Ambulatory blood pressure monitoring (ABPM) is a procedure where the child wears a device that records BP frequently, usually every 20-30 min, throughout a 24 hr period while the child goes about usual daily activities, including sleep. This allows calculation of the mean daytime BP, sleep BP, and mean BP over 24 hr. The physician can also determine the proportion of BP measurements that are in the hypertensive range (BP load) and whether there is an appropriate decrease in BP during sleep (nocturnal dip). ABPM is particularly useful in the evaluation for white coat hypertension and may also be useful for determining risk of hypertensive target organ damage, evaluating resistance to pharmacologic therapy, and evaluating patients with hypotensive episodes on antihypertensive medication. ABPM is also useful for certain special populations, such as children with chronic kidney disease, where it may provide important information on cardiovascular risk that cannot be determined as well by office measurements.
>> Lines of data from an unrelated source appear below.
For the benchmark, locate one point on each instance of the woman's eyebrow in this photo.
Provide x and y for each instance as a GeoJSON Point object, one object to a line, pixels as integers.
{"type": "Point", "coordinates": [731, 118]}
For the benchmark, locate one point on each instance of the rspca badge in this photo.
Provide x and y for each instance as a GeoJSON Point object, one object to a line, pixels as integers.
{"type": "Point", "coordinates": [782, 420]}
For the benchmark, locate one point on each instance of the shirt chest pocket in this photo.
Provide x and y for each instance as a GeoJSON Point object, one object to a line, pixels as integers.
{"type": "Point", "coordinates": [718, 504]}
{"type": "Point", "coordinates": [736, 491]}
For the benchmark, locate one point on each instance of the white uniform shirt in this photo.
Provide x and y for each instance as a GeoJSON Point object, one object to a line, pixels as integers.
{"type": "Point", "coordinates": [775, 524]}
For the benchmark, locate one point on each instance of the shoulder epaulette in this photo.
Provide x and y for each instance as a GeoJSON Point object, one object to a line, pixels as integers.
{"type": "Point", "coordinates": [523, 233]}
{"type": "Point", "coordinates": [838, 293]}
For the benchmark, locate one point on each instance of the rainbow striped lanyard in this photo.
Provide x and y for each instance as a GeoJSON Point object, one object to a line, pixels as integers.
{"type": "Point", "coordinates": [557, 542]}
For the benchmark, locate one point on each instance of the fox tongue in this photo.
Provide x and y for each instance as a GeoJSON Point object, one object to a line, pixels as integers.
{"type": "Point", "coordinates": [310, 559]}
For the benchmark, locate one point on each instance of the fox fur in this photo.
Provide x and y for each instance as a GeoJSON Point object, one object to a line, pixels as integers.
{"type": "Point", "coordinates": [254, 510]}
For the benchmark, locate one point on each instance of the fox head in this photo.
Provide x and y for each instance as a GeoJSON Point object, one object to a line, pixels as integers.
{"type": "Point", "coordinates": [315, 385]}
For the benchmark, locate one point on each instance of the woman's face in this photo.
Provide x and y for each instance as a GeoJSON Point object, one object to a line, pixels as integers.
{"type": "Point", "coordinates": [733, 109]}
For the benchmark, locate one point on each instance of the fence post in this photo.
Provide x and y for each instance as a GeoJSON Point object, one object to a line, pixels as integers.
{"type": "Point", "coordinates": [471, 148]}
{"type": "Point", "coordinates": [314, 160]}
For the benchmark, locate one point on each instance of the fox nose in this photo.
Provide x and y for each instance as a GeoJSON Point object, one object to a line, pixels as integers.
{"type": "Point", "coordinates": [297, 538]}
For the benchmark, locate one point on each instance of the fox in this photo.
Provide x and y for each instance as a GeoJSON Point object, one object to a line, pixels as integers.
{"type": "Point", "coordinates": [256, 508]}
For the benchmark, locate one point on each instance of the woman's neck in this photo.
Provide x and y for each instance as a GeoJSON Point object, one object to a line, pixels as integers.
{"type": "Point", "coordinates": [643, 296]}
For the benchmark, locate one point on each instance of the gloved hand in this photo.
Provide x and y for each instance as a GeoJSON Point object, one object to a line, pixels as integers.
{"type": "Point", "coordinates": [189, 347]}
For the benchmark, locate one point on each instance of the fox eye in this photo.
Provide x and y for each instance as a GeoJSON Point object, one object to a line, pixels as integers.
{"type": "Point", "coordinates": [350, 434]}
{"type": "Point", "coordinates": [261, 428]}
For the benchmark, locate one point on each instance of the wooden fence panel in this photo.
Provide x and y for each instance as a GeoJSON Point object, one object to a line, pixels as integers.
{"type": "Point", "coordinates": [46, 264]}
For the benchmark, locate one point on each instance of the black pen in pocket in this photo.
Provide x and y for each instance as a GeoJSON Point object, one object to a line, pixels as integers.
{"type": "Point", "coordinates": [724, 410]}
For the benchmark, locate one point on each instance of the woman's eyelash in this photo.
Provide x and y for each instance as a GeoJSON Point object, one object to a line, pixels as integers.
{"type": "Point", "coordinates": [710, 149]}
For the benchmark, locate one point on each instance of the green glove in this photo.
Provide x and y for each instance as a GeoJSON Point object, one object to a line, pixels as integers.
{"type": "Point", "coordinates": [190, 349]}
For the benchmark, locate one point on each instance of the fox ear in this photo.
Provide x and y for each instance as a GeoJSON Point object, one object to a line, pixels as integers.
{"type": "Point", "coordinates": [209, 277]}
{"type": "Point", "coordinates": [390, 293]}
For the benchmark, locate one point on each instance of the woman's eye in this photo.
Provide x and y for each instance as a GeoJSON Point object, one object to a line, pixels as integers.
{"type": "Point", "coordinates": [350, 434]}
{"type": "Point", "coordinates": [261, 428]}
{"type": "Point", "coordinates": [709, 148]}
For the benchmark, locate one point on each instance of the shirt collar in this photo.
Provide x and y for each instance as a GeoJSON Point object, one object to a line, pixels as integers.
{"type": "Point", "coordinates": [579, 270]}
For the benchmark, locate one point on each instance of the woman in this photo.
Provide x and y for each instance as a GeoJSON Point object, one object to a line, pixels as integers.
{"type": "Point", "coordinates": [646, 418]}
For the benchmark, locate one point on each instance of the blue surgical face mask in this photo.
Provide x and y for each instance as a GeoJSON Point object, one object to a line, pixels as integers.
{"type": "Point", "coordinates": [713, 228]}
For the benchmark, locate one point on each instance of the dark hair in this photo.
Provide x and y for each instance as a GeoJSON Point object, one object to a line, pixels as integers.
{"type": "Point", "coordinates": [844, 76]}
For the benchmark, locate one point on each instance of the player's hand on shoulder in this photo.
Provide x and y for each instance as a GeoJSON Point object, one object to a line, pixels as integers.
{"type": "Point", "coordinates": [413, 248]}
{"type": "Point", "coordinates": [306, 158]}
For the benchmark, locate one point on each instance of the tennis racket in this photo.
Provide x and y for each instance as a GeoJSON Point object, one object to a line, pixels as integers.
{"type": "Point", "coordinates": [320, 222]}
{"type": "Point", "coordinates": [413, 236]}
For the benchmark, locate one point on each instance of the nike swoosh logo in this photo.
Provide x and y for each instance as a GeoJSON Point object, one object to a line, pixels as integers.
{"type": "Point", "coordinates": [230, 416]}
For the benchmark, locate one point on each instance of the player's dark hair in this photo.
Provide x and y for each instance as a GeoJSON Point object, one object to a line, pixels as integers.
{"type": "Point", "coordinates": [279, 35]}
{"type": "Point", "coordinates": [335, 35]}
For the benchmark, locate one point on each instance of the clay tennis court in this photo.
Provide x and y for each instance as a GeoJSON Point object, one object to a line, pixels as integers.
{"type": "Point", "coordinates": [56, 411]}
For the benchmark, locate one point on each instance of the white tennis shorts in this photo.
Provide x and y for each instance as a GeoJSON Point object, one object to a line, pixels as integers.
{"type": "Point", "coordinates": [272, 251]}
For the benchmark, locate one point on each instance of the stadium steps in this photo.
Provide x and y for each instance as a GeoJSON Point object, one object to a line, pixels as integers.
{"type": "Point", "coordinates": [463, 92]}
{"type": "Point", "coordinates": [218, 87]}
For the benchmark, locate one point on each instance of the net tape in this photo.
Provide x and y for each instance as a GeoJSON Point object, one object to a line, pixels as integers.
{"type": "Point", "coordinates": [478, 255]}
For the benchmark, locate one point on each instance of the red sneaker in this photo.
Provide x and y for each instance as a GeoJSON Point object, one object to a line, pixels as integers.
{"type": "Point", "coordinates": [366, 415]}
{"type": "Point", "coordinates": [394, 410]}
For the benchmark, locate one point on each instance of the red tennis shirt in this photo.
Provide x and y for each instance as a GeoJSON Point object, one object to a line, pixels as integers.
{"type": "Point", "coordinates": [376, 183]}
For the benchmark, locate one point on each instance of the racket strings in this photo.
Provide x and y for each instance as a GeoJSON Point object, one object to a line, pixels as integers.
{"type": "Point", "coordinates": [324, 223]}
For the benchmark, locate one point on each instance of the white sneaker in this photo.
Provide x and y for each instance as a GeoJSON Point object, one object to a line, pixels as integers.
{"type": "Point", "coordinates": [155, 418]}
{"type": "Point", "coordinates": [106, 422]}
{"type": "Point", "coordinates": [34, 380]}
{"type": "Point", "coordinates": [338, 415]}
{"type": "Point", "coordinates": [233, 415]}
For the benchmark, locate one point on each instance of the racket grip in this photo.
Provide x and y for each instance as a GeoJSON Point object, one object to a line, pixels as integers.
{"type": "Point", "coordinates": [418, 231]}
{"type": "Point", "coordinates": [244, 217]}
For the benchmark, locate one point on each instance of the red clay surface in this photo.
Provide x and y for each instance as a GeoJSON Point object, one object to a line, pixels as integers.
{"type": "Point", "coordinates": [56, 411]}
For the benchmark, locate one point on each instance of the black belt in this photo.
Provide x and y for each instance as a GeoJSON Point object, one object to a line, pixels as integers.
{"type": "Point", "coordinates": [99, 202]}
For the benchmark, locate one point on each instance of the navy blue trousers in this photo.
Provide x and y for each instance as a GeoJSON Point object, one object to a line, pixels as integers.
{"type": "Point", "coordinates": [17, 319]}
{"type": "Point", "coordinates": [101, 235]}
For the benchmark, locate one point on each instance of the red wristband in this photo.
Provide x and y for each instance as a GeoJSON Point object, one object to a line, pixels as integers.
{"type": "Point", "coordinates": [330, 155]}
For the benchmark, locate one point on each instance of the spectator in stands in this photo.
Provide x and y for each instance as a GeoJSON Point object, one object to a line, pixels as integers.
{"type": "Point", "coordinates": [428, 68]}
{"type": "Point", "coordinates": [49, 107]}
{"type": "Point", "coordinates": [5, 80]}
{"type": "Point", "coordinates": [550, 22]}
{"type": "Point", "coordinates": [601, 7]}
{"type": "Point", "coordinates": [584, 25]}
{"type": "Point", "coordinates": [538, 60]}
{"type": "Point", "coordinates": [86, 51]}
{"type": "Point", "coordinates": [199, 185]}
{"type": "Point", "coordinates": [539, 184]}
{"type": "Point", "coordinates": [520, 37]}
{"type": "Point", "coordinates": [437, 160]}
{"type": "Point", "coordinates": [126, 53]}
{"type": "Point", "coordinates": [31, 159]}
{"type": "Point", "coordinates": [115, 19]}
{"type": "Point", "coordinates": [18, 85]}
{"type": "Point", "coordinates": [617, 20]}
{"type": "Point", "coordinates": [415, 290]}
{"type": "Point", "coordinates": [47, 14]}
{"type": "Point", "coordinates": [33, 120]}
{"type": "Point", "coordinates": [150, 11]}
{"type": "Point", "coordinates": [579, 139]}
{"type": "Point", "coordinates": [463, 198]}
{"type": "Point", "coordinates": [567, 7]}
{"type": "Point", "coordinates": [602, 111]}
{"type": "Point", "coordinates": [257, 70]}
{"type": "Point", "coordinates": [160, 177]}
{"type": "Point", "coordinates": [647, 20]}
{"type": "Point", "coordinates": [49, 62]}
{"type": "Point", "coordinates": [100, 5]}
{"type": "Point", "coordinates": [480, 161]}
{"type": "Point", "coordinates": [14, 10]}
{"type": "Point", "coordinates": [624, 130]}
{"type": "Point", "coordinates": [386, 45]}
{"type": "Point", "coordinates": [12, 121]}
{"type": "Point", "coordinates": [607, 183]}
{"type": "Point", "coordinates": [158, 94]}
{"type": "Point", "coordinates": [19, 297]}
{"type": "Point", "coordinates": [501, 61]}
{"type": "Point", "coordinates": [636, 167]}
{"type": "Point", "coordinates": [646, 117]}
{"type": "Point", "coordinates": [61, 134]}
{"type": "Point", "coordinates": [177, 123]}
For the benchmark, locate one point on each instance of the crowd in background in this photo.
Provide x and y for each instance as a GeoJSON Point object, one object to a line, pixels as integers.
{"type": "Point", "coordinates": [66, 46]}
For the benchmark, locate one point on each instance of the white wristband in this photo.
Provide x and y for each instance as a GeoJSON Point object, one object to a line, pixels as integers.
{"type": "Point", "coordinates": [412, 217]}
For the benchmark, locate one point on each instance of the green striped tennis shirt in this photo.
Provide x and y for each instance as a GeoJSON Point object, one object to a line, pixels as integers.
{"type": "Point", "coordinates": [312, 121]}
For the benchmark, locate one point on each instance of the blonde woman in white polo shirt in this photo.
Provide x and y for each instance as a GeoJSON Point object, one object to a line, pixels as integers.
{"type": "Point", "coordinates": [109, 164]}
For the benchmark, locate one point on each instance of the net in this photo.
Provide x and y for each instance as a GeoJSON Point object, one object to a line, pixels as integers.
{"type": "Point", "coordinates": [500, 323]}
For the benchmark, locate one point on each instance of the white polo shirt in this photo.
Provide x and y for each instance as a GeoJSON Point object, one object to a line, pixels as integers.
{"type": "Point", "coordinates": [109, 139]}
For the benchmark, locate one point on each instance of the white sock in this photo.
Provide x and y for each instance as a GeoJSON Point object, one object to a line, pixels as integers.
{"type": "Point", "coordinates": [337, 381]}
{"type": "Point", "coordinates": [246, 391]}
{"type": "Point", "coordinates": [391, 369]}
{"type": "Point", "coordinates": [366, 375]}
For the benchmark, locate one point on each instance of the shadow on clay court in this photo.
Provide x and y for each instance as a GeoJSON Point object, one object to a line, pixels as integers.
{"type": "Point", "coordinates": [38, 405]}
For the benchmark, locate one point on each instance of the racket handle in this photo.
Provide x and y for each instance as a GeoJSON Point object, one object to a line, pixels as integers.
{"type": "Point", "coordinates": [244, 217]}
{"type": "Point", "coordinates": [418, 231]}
Etiology and Pathophysiology

BP is the product of cardiac output and peripheral vascular resistance. An increase in either cardiac output or peripheral resistance results in an increase in BP; if one of these factors increases while the other decreases, BP may not increase. When hypertension is the result of another disease process, it is referred to as secondary hypertension. When no identifiable cause can be found, it is referred to as primary (essential) hypertension. Many factors, including heredity, diet, stress, and obesity, may play a role in the development of primary hypertension. Secondary hypertension is most common in infants and younger children. In general, the younger the child, the higher the BP and the presence of symptoms related to hypertension, the more likely there will be an underlying secondary cause of hypertension. Many childhood diseases can be responsible for chronic hypertension (Table 439-1) or acute/intermittent hypertension (Table 439-2). The most likely cause varies with age. Hypertension in the premature infant is most often associated with umbilical artery catheterization and renal artery thrombosis. Hypertension during early childhood may be due to renal disease, coarctation of the aorta, endocrine disorders, or medications. In older school-aged children and adolescents, primary hypertension becomes increasingly common.